To answer the questions in your comment below:
To compute the derivative of $f$, we compute $f(U+H)-f(U)$ and look for linear and higher order terms. We have $f(U+H)-f(U) = x^T HDU^Tx + x^TUDH^T x + f(H)$, the term $H \mapsto x^T HDU^Tx + x^TUDH^T x$ is linear (and continuous) in $H$, and the term $f(H)$ can be bounded by $K\|H\|^2$. Hence from the definition, we see that $f$ is differentiable at $U$, and the derivative applied to the direction $H$ is given by $Df(U)(H) = x^T HDU^Tx + x^TUDH^T x$. The derivative is a function $Df(U): \mathbb{R}^{n\times n} \to \mathbb{R}$, but cannot be written as a simply matrix multiplication of some matrix and $H$.
The expression $Df(U)(H) = x^T HDU^Tx + x^TUDH^T x$ completely defines the derivative of $f$.
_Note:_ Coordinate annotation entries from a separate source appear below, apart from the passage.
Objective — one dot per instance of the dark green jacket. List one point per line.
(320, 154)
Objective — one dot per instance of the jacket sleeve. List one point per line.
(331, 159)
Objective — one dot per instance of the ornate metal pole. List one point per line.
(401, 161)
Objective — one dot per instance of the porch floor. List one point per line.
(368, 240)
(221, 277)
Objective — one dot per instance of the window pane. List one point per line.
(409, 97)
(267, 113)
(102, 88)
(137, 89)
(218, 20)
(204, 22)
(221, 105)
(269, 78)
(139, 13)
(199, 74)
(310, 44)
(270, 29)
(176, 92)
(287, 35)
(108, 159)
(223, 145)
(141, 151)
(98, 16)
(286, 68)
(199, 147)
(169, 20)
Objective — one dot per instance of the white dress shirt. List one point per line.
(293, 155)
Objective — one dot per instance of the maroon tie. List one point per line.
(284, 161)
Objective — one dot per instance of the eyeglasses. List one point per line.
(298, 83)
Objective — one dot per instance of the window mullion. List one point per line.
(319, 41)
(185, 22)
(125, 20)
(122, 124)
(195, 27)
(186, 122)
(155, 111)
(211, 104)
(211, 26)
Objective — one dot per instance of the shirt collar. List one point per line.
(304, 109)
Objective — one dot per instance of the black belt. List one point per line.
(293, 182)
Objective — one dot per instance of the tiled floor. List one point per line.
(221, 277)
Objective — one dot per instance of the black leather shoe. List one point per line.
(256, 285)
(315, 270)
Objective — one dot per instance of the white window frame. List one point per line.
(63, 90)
Now for a slight backtrack: While what I wrote above is correct, there is a sense in which you can write down a single object that represents the derivative.
From above, we can write (using properties of the trace operator) $Df(U)(H) = 2x^T HDU^Tx = \operatorname{tr} (2x^T HDU^Tx) = \operatorname{tr}( 2 DU^Txx^T H ) = \operatorname{tr}( (2 xx^T U D )^T H )$.
If one uses the Frobenius norm and the corresponding inner product, we see that we can write $Df(U)(H) = \langle 2 xx^T U D, H \rangle $, so we can write the gradient $\nabla f(U) = 2 xx^T U D$.
However, you must realise that this is not just a simple matrix multiplication, and that the trace is intimately involved.